Asia-Pacific, Headlines

POLITICS-PAKISTAN: Domestic Pressure Forces Nuclear Tests

Nasim Zehra

ISLAMABAD, May 28 1998 (IPS) - Two weeks after India blasted its way into the exclusive nuclear club, Pakistan showed off its own capability to the world by detonating at least five nuclear devices on Thursday.

The underground tests conducted in the southwestern region of Baluchistan, close to the border with Iran and Afghanistan, were triggered by security concerns in Pakistan following the Indian testing, Prime Minister Nawaz Sharif said in a televised address.

Addressing the nation within hours of the underground tests, he said that Islamabad weighed the pros and cons of the effect of the tests by India and decided that since it had forever changed the “equilibrium” in the region, Pakistan had no other option but to go ahead with the tests.

“We did not want to participate in the nuclear race … We wanted that our countries should not start a nuclear arms race … but India has changed the equilibrium in the region,” he said.

Sharif’s government has been under tremendous domestic pressure to reply to the challenge from arch-rival India after it had conducted a series of five tests over two days, on May 11 and 13 that altered the power equation in the region.

India’s new weaponised nuclear status was seen here as directly threatening Pakistan’s security, government officials told the international community which urged Islamabad to exercise restraint, and sought to sweeten the offer with offers of bigger aid packages and financial assistance.

Obviously that was not tempting enough for the government. Prime Minister Sharif in his address reproached the international community for not condemning India strongly enough, and not giving Pakistan the assurance it was seeking about its own security.

Pakistan, according to officials, has watched with alarm the aggressive posturing by the two-month-old right-wing Hindu government in New Delhi about its intention to retake ‘Azad’ (free) Kashmir (an area called Pakistan Occupied Kashmir by India), a sensitive issue here.

The disputed state has been a bone of contention between the two countries for 50 years, ever since the subcontinent was divided to create Pakistan, and the cause of two of the three wars the two neighbours have fought, the last in 1971.

Pakistan has been demanding a referendum by all Kashmiris to decide whether a united Kashmir should join Pakistan or India, a demand that New Delhi will have nothing to do with.

Their intransigence has pushed the two into an arms race which with India’s nuclearisation earlier this month meant that it was inevitable that Pakistan would match it with its own.

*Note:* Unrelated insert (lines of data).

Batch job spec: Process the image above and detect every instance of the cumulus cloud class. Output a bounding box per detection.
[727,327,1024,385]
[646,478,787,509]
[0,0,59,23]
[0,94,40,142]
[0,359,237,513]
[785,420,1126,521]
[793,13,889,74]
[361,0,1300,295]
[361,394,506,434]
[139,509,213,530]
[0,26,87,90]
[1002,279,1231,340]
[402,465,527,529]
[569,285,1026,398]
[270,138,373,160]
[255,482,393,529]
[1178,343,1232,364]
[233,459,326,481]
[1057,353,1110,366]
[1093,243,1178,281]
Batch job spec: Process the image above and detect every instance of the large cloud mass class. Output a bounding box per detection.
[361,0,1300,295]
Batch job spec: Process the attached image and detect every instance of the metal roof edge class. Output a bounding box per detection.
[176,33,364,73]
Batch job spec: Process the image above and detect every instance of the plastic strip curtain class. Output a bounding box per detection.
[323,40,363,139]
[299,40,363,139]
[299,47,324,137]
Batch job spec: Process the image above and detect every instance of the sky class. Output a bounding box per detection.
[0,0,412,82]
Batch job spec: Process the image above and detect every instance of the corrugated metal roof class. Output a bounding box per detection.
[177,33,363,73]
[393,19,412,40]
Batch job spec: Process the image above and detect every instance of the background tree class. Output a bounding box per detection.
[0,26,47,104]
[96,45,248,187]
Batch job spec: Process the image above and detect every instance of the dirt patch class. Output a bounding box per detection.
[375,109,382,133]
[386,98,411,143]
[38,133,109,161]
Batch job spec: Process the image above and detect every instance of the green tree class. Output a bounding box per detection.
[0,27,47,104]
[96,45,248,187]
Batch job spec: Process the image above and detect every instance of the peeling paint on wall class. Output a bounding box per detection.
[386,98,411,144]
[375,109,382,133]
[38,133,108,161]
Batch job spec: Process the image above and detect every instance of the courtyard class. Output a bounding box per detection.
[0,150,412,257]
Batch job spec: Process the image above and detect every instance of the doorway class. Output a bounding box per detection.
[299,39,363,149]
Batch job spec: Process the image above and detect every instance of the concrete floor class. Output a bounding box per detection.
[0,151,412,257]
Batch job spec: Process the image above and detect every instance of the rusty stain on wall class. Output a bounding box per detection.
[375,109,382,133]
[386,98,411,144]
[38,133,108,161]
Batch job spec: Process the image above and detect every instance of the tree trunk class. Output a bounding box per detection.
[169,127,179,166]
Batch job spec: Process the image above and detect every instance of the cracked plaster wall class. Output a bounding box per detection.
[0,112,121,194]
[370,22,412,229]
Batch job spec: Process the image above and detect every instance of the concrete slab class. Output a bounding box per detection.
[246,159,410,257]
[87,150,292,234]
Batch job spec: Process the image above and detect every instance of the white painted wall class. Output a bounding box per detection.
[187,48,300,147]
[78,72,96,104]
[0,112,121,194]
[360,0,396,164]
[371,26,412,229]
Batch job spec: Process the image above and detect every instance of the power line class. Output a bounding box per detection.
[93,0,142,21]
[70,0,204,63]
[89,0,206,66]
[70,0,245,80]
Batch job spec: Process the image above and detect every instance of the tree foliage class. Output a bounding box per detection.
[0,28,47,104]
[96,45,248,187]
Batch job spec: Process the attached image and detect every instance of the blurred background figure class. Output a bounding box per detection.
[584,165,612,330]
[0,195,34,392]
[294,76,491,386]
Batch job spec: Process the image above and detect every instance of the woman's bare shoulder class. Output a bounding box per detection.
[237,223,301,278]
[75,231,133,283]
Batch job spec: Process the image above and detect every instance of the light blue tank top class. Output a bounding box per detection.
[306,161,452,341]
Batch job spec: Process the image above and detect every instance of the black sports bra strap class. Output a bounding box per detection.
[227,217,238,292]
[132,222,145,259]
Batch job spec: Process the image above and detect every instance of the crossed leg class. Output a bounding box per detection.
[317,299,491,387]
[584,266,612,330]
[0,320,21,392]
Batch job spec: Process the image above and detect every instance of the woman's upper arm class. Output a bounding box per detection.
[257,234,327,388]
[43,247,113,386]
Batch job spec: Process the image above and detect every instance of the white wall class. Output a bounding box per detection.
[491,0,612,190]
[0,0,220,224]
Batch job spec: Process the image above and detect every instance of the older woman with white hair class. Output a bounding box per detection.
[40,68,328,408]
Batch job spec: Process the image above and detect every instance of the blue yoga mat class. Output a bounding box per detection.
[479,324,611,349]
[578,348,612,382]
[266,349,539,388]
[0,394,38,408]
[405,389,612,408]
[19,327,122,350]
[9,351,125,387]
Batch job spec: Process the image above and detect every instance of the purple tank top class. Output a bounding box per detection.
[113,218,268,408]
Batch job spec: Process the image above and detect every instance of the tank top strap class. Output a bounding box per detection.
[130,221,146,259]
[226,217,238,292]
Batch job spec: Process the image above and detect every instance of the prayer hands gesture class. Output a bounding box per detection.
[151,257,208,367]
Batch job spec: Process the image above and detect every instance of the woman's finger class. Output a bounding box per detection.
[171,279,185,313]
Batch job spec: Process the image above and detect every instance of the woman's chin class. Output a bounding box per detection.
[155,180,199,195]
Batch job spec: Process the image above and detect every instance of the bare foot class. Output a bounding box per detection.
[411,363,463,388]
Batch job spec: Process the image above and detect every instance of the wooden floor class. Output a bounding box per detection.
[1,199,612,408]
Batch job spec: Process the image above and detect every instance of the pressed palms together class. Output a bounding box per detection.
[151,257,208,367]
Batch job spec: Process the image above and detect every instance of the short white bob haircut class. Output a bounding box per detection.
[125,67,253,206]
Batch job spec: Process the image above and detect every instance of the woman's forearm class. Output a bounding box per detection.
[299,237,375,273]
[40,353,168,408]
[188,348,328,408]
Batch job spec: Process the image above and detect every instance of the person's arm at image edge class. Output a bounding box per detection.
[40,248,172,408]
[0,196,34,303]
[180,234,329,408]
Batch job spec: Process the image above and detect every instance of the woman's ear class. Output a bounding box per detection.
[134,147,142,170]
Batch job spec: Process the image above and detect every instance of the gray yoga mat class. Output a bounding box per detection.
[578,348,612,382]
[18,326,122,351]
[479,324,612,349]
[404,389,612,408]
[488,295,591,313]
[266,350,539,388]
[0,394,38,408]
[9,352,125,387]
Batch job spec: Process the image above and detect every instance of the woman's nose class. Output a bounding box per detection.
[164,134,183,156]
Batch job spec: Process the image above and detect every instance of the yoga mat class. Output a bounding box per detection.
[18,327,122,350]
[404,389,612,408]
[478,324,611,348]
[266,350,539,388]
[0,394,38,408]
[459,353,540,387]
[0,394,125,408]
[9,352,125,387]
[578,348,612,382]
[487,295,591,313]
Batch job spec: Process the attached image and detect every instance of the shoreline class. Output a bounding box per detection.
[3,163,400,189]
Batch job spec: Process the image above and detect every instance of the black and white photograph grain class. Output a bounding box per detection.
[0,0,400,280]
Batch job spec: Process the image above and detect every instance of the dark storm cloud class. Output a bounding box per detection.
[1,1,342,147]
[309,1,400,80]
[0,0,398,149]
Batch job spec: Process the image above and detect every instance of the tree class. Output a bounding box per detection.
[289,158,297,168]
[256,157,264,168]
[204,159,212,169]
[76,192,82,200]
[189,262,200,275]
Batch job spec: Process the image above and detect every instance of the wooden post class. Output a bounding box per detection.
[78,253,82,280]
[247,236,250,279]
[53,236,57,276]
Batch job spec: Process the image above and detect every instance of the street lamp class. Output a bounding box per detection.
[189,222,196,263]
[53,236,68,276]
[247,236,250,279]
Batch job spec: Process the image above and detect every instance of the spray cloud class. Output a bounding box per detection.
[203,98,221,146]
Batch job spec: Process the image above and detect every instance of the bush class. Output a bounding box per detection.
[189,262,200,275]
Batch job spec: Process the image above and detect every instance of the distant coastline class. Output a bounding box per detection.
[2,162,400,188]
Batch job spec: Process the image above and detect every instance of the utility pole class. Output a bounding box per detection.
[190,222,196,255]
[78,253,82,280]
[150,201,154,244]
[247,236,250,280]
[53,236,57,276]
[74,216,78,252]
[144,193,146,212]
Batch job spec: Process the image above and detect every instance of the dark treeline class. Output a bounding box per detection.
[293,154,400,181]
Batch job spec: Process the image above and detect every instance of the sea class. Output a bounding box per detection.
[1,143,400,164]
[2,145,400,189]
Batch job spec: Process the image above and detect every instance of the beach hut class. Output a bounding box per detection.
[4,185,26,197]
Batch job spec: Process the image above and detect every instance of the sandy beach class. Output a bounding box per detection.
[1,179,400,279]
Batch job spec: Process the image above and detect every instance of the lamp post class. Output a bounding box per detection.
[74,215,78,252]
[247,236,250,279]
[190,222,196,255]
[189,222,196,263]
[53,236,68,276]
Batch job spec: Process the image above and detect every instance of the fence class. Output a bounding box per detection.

As one commentator in Islamabad said: “Pakistan’s strategic and defense needs demanded that it opts for a nuclear Pakistan.”

“At a time when India had established a proven capability for a weaponised nuclear programme catering to different delivery systems, no response from Pakistan would have been militarily, strategically and politically an illogical response,” the commentator said.

The government’s decision to test took into consideration only domestic interest. The threat of economic sanctions and loss of foreign aid, that the international community used to punish India, were clearly not reason enough for Pakistan to hold back.

Prime Minister Sharif called on Pakistanis to tighten their belts and prepare for an “austerity package” that the government would have to announce in the changed situation.

The likely freezing of International Monetary Fund (IMF) loans to Pakistan is likely to widen its trade deficit, raise debt servicing burdens and lower foreign exchange reserves. Pakistan will have to turn to higher-rate borrowing from commercial banks.

Anti-nuclearists in Pakistan had urged the government not to test because the economy would not be able to absorb the sanctions shock. Even without conducting a nuclear test, Pakistan can retain the nuclear option, they argued.

Neither Pakistan nor India, which have been nuclear threshold states for decades, have signed either the Nuclear Non- proliferation Treaty (NPT) or the Comprehensive Test Ban Treaty (CTBT), saying the other was not a signatory.

The CTBT binds signatories not to carry out nuclear weapons tests, and also prohibits and prevents any nuclear explosion at places under its jurisdiction or control.

But Pakistani hawks have always been dismissive of the

arguments for signing, saying that these international laws are no guarantee against a situation in which nuclearists gang up against a country, like the time when Israeli fighters destroyed Iraq’s nuclear complex just outside Baghdad in 1981.

Over the last two weeks, with the changed situation after India’s overt weaponised nuclear programme, the deterrence value of Pakistan’s nuclear programme had drastically reduced, they argued, urging the government to test.

Now, Pakistani commentators say that if Pakistan had not gone ahead with its five nuclear tests to match the Indian challenge, then it might have been forced by international pressure to give up its nuclear option and sign the CTBT.